Most of the reports of the infection, known as an epidural abscess, have originated in Michigan, site of 112 meningitis cases during the outbreak.
"This is a significant shift in the presentation of this fungal infection, and quite concerning," said Dr. Lakshmi K. Halasyamani, chief medical officer at St. Joseph Mercy Hospital in Ann Arbor, Michigan. "An epidural abscess is very serious. It's not something we expected."
Nationally, 404 people have been diagnosed with meningitis since late September, after using a contaminated steroid issued by the New England Compounding Center (NECC).
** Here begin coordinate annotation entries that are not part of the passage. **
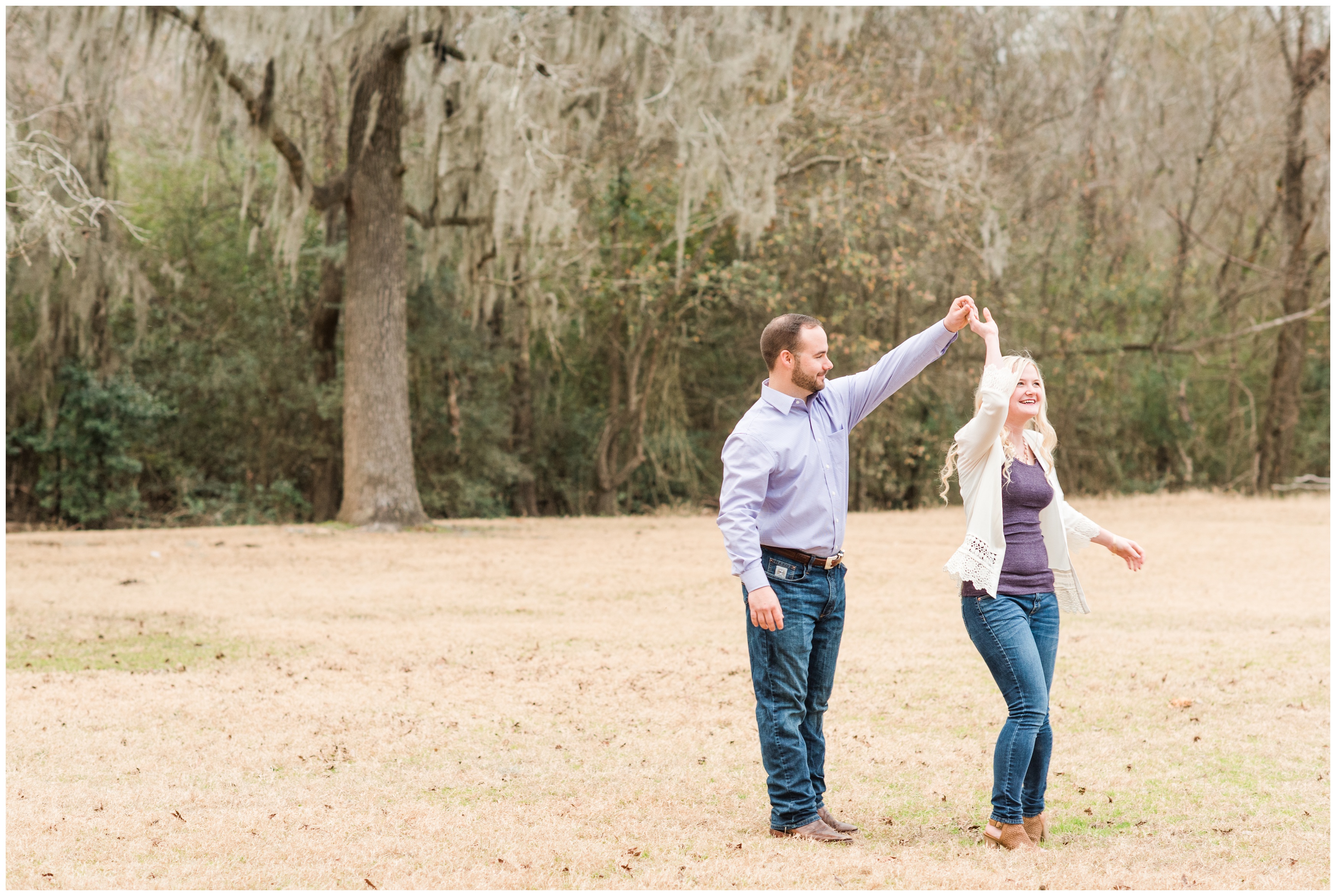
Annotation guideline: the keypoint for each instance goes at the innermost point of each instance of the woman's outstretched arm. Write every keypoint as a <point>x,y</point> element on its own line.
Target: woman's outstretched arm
<point>988,330</point>
<point>1129,551</point>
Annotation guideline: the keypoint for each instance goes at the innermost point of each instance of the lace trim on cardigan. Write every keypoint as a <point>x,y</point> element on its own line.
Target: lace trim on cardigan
<point>1068,592</point>
<point>976,563</point>
<point>1080,533</point>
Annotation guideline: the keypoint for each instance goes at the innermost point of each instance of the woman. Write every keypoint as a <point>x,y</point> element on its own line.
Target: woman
<point>1016,572</point>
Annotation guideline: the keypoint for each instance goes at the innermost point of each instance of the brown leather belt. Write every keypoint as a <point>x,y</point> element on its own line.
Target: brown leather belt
<point>806,560</point>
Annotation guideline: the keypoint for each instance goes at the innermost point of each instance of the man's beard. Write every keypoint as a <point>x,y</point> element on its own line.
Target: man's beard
<point>807,383</point>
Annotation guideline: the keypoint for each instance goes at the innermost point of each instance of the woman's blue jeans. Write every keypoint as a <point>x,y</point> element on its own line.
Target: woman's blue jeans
<point>793,675</point>
<point>1017,635</point>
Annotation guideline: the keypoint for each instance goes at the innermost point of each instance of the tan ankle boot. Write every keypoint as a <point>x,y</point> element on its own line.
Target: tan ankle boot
<point>1009,836</point>
<point>1037,827</point>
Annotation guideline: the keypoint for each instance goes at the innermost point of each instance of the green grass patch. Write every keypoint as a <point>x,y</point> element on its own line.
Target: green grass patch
<point>144,652</point>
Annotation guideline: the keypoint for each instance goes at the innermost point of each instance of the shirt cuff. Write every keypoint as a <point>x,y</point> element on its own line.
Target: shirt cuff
<point>754,577</point>
<point>950,337</point>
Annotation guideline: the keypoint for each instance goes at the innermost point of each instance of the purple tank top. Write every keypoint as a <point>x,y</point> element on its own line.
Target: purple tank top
<point>1025,568</point>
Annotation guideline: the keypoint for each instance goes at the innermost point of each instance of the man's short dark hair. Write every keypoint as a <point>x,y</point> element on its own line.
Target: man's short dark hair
<point>782,334</point>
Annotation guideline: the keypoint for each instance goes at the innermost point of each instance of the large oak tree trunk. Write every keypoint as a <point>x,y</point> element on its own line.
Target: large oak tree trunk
<point>379,480</point>
<point>1276,441</point>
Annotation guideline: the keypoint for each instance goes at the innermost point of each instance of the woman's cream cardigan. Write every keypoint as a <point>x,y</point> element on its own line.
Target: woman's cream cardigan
<point>980,460</point>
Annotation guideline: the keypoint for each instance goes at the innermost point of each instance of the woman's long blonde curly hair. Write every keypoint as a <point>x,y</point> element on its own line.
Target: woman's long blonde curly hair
<point>1040,423</point>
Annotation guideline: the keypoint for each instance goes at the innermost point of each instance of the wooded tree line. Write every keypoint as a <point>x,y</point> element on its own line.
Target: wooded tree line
<point>381,265</point>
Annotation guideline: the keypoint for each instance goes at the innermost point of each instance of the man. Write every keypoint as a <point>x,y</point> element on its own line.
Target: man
<point>782,510</point>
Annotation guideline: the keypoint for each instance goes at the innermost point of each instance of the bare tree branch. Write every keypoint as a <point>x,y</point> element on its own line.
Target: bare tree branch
<point>1191,348</point>
<point>1216,249</point>
<point>261,113</point>
<point>440,48</point>
<point>429,220</point>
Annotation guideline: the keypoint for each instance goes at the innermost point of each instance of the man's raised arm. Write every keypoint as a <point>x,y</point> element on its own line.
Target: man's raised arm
<point>863,392</point>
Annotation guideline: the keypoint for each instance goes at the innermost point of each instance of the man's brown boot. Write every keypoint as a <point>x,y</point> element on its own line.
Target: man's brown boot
<point>836,823</point>
<point>1037,827</point>
<point>818,831</point>
<point>1009,836</point>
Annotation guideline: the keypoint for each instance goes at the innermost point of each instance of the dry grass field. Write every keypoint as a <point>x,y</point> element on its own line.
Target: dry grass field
<point>567,704</point>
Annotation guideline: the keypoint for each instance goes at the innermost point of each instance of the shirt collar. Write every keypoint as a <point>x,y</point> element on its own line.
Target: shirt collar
<point>778,400</point>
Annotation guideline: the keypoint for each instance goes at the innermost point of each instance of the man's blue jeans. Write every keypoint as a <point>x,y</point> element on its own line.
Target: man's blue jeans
<point>1017,635</point>
<point>793,673</point>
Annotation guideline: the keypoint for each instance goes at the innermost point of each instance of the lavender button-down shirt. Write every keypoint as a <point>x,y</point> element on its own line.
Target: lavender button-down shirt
<point>786,464</point>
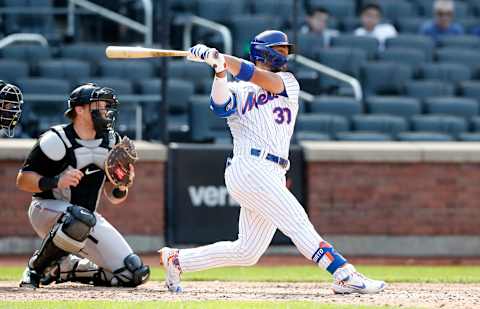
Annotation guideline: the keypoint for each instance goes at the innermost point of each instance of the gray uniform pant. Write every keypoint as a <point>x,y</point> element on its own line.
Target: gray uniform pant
<point>108,251</point>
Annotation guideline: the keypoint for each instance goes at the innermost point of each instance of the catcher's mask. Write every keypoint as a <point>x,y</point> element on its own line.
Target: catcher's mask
<point>90,93</point>
<point>11,101</point>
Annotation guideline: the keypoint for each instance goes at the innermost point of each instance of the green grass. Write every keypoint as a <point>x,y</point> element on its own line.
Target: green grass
<point>430,274</point>
<point>177,305</point>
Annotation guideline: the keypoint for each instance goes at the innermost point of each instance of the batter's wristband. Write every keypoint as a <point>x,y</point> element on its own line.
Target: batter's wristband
<point>117,193</point>
<point>48,183</point>
<point>246,71</point>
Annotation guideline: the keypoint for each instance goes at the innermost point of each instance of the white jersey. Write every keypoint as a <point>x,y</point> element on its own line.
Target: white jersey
<point>264,120</point>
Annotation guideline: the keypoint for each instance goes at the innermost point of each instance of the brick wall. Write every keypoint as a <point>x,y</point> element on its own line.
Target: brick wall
<point>142,214</point>
<point>353,198</point>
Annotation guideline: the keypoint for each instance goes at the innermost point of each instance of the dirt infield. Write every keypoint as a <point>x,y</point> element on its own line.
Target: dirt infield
<point>405,295</point>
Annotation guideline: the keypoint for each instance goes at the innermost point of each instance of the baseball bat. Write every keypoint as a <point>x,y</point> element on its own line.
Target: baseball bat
<point>129,52</point>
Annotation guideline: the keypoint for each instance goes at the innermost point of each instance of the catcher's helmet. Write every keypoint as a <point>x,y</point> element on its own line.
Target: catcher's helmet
<point>11,100</point>
<point>88,93</point>
<point>261,48</point>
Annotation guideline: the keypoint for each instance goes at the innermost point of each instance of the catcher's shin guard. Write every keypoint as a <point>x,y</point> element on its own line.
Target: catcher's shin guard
<point>68,235</point>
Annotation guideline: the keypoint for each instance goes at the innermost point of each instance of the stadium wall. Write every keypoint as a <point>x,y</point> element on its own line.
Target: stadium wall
<point>379,199</point>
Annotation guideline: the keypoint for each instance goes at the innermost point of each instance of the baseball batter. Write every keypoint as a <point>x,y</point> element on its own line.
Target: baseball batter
<point>260,108</point>
<point>65,172</point>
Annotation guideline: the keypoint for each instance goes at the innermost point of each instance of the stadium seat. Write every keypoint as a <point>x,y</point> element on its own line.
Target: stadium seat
<point>12,70</point>
<point>350,23</point>
<point>422,89</point>
<point>426,8</point>
<point>404,56</point>
<point>309,44</point>
<point>346,60</point>
<point>461,107</point>
<point>384,78</point>
<point>396,106</point>
<point>475,124</point>
<point>424,137</point>
<point>245,27</point>
<point>127,69</point>
<point>459,41</point>
<point>419,42</point>
<point>30,23</point>
<point>220,10</point>
<point>93,53</point>
<point>204,124</point>
<point>70,70</point>
<point>466,56</point>
<point>368,44</point>
<point>469,137</point>
<point>279,8</point>
<point>44,86</point>
<point>385,124</point>
<point>338,8</point>
<point>310,136</point>
<point>333,105</point>
<point>121,86</point>
<point>26,52</point>
<point>439,124</point>
<point>470,89</point>
<point>447,72</point>
<point>326,124</point>
<point>198,73</point>
<point>410,25</point>
<point>363,137</point>
<point>395,9</point>
<point>178,92</point>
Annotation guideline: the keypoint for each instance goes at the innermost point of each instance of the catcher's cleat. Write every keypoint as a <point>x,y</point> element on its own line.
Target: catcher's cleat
<point>30,279</point>
<point>169,260</point>
<point>355,282</point>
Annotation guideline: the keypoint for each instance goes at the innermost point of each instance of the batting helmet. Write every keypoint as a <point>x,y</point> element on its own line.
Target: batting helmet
<point>89,93</point>
<point>11,100</point>
<point>261,48</point>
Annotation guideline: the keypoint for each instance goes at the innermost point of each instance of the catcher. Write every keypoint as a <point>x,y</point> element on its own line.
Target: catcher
<point>11,101</point>
<point>66,172</point>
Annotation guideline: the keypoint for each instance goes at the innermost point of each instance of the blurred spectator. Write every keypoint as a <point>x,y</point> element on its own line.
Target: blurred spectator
<point>317,23</point>
<point>443,23</point>
<point>370,16</point>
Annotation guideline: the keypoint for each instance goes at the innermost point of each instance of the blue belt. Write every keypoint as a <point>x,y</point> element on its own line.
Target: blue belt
<point>270,157</point>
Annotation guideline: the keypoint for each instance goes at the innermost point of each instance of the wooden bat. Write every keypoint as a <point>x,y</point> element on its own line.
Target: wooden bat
<point>129,52</point>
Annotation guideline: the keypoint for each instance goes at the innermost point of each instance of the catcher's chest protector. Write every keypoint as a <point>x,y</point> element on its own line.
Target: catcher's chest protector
<point>89,157</point>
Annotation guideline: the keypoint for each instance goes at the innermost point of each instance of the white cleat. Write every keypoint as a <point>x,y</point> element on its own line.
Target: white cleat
<point>355,282</point>
<point>169,260</point>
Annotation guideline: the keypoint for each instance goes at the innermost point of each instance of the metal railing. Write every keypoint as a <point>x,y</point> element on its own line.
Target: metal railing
<point>353,82</point>
<point>145,29</point>
<point>23,37</point>
<point>190,20</point>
The Food and Drug Administration confirmed the company's link to the outbreak last month when it matched the contaminant involved in the outbreak, Exserohilum rostratum, to a steroid batch the company made in August.
Salon reported on Tuesday that while NECC has been reprimanded several times over the past decade, the company was spared from more serious sanctions by entering into a consent agreement with a state agency, the Massachusetts Board of Registration in Pharmacy.
The company's president and co-owner, Greg Coniglario, was also revealed to have hosted a fundraiser for Massachusetts Republican Sen. Scott Brown (R-MA), one of 10 senators to sign a letter asking the FDA to loosen regulations on the drug compounding industry.
Coniglario has allegedly contributed thousands of dollars to both Brown's campaign and former Massachusetts Governor Mitt Romney's presidential campaign.
About 14,000 people were injected with the steroid, methylprednisolone acetate, after it was initially shipped to hospitals. The drug is mostly used to treat neck and back pain, but some patients reported infections after being injected for arthritic joint pain.
Both NECC and a sister company, Ameridose -- also owned by NECC's owners, Coniglario and Barry Cadden -- have been shuttered during the investigation, and their products have been recalled.